Lux rener vs cycles

Because a point light is, as you say, infinitely small there’s exactly zero chance one will randomly hit it. Thus it needs to be handled specially, with rays being explicitly connected to it. Thus in a sense it’s impossible to miss (well, not quite).

With a finite-sized light, the surface of the light is sampled at random. If it’s a sphere there’s it will try sampling the “far side” of the sphere and not just the near side, which reduces efficiency.

MLT can compensate to some degree, but unless you have geometry all around, it’s best not to use spherical light sources.

But if the lamp is real tiny, then more likely than not, the samples that hit random locations are still not going to be that far apart from each other, there’s still not going to be that much random area that a sample could possibly land in.

I can understand with real big lights, but I was just taken aback by the highly jarring differences in noise-level due to a lamp size difference that wouldn’t create that much of a difference in terms of what the camera would see if the lamp was in the field of view.

And why is it that you’re suggesting that Luxrender doesn’t sample the side of the lamp facing the incoming direction of the ray, it almost seems backwards.

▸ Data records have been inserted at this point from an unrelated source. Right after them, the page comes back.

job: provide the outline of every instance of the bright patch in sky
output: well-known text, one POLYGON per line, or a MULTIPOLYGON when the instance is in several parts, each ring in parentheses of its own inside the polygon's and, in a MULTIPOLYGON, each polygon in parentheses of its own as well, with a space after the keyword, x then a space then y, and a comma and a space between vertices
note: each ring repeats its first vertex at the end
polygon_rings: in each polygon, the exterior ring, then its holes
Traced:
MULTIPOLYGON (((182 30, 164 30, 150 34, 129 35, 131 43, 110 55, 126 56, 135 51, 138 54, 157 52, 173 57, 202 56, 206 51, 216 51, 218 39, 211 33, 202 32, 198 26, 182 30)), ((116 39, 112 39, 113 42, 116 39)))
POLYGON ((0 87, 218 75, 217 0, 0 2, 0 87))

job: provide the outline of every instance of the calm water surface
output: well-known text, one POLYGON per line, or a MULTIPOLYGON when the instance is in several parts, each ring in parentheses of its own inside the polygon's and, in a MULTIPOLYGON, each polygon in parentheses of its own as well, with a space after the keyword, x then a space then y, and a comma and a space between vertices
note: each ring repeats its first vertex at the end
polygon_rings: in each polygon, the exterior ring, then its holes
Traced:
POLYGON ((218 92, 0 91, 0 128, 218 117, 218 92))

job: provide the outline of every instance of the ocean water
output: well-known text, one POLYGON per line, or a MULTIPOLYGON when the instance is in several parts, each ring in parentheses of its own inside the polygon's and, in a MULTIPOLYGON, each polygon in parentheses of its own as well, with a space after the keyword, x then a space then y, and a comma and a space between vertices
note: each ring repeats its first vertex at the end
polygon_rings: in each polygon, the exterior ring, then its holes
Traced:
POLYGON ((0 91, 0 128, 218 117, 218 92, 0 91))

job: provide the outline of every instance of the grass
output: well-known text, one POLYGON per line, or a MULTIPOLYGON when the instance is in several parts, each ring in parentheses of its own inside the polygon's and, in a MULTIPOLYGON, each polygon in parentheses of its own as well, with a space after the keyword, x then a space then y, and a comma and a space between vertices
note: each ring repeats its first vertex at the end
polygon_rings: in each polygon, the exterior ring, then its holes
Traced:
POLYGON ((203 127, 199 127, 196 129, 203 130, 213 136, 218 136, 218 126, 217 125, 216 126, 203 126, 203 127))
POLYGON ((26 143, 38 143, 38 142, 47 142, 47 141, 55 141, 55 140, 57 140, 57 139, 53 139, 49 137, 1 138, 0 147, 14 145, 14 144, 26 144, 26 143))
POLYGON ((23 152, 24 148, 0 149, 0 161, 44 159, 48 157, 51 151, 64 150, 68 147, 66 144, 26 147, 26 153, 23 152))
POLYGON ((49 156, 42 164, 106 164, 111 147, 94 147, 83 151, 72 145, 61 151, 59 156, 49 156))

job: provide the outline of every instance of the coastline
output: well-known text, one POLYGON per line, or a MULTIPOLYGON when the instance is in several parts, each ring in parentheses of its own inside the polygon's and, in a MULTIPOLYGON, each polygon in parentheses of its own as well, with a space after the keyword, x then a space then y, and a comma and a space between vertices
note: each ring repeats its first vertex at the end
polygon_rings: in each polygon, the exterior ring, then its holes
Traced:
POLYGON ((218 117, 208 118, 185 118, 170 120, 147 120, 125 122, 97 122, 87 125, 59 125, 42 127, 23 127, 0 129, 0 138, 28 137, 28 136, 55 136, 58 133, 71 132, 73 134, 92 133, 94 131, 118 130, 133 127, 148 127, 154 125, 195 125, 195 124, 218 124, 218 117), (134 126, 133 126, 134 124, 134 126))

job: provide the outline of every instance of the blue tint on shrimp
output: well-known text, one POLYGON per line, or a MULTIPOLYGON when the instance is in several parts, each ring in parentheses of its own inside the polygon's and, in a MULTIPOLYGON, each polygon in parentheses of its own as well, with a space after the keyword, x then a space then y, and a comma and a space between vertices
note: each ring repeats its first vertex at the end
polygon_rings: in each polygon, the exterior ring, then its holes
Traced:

Nice progress. Bit excessive dispersion, so hard to judge the color quality in the caustics.

For reference here’s 8h30m worth on my i7 870 (4 threads only), with a bit more sane dispersion values (0.0135 Cauchy B), rendered using LuxRender 1.3.1 with default settings (MLT, bidir 32/32):


The time statistics at the bottom is skewed by the fact that I managed it from my desktop pc, which I then promptly put into sleep mode. As you can see from the samples per pixel stat, the bulk of the rendering was done by my rendering slave.

This is definitely a scene which MLT does well on. I’ll see if I can do a Sobol comparison, for fun :slight_smile:


Here’s a Sobol version, again rendered on my slave (4 threads) but for slightly longer, a tad over ten hours.

Looks like we have some issues with the Sobol sampler, not sure if that’s expected (I haven’t looked into the qualities of the Sobol sampler) or a bug. I’ll show it to Dade anyway :slight_smile:

Note I should have said “also”. That is, LuxRender samples the whole light surface, not just the part facing the position being lit. It does so because it does not know before sampling which parts of the light surface face the position being lit.

Thus using a light surface which has significant area NOT facing the direction you want to light up will reduce efficiency, as all the light samples falling on the dark side will be wasted, essentially.